Trying to segue smoothly from this intro into the meat of the lesson, The Empire Strikes Back, I sort of said something like “This is just like when Yoda and Luke yadda yadda yadda.” The perfect transition — except that I noticed blank stares. No tinge of excitement at my discussion of The Empire Strikes Back together with the sight of my laptop set up with the projector pointing to the front of the class. Either these kids had major impairment of deductive logic faculties or . . . the unthinkable: they had not seen or even heard of The Empire Strikes Back. I was feeling a peculiar anxiety, a rising desperation — how could I even speak to these kids without a shared, lowest common denominator of mutual cultural understanding?

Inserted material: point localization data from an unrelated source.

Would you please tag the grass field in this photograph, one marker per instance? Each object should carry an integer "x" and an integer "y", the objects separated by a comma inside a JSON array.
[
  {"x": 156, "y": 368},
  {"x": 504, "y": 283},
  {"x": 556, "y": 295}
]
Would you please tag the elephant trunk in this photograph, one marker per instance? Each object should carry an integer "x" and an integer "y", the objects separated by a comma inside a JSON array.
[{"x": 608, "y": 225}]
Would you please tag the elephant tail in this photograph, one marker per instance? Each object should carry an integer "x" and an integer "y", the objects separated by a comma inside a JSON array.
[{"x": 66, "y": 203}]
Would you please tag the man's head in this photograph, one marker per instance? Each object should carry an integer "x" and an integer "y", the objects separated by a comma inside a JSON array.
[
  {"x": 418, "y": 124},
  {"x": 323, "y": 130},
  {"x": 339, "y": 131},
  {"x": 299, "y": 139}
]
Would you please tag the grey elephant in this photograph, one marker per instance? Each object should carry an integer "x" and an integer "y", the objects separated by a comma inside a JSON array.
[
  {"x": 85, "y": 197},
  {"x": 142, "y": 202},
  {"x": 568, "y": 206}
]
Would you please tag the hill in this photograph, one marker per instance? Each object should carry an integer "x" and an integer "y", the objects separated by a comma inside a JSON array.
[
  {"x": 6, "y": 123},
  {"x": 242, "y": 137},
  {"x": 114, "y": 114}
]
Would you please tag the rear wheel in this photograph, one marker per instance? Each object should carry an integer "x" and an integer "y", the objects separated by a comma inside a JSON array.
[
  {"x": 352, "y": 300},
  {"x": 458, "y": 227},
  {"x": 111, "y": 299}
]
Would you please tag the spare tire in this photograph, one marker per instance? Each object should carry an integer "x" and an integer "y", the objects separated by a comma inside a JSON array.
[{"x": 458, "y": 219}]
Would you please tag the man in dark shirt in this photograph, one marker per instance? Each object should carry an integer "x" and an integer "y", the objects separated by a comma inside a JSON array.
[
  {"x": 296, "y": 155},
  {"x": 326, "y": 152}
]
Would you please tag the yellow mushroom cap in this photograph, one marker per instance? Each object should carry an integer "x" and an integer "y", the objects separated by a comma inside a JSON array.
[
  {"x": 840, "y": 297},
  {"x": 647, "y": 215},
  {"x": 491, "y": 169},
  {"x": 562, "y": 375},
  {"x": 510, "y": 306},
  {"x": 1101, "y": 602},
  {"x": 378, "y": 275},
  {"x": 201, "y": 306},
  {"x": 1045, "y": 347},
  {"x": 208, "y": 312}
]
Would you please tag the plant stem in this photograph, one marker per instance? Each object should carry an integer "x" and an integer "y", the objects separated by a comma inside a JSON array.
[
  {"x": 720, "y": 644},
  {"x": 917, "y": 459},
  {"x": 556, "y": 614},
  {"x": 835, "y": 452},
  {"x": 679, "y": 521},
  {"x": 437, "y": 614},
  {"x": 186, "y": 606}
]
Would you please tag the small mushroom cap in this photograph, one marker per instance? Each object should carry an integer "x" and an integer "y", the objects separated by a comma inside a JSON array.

In a last ditch effort I glanced over to one of the four full-time missionaries in our ward who had accompanied me into the class because we had two young investigators along with us. “Elder X, remember how Luke yadda yadda yadda.” BLANK STARE FROM THE MISSIONARY!!! He confessed he had only seen it once “a long time ago” when he was “like 14″. I almost fell down. Not in my wildest imagination had I thought the kids wouldn’t know The Empire Strikes Back. I had thought a lot could go wrong with the lesson but that was not something I had foreseen.

I regained my composure and pressed forward. We took 10 minutes to watch a 4 minute clip of Luke’s Failure at the Cave as I paused it every so often to comment on what was happening and how it related to developing self-discipline and developing spiritual lives characteristic of followers of Jesus Christ (i.e. appropriately controlling our desires and emotions).

In the end it turned out great because it forced me to make a lot of points explicitly which, in what I had thought was the real world, would have come across implicitly as we all sat back and enjoyed reviewing this important episode from our cultural canon. I paused it when Luke put on his gun belt and we discussed his actions in light of Yoda’s admonitions. We discussed Yoda’s statement “Only what you take with you” in response to Luke’s question of what was in the cave. And, of course, we went into some detail when Vader’s mask explodes to reveal Luke’s face beneath.

The kids genuinely liked the lesson — hard to imagine they wouldn’t given that we watched such an important scene. The missionary was literally raving about the lesson afterward, saying he had never seen so much meaning in a movie scene before. Ah to be 19 again.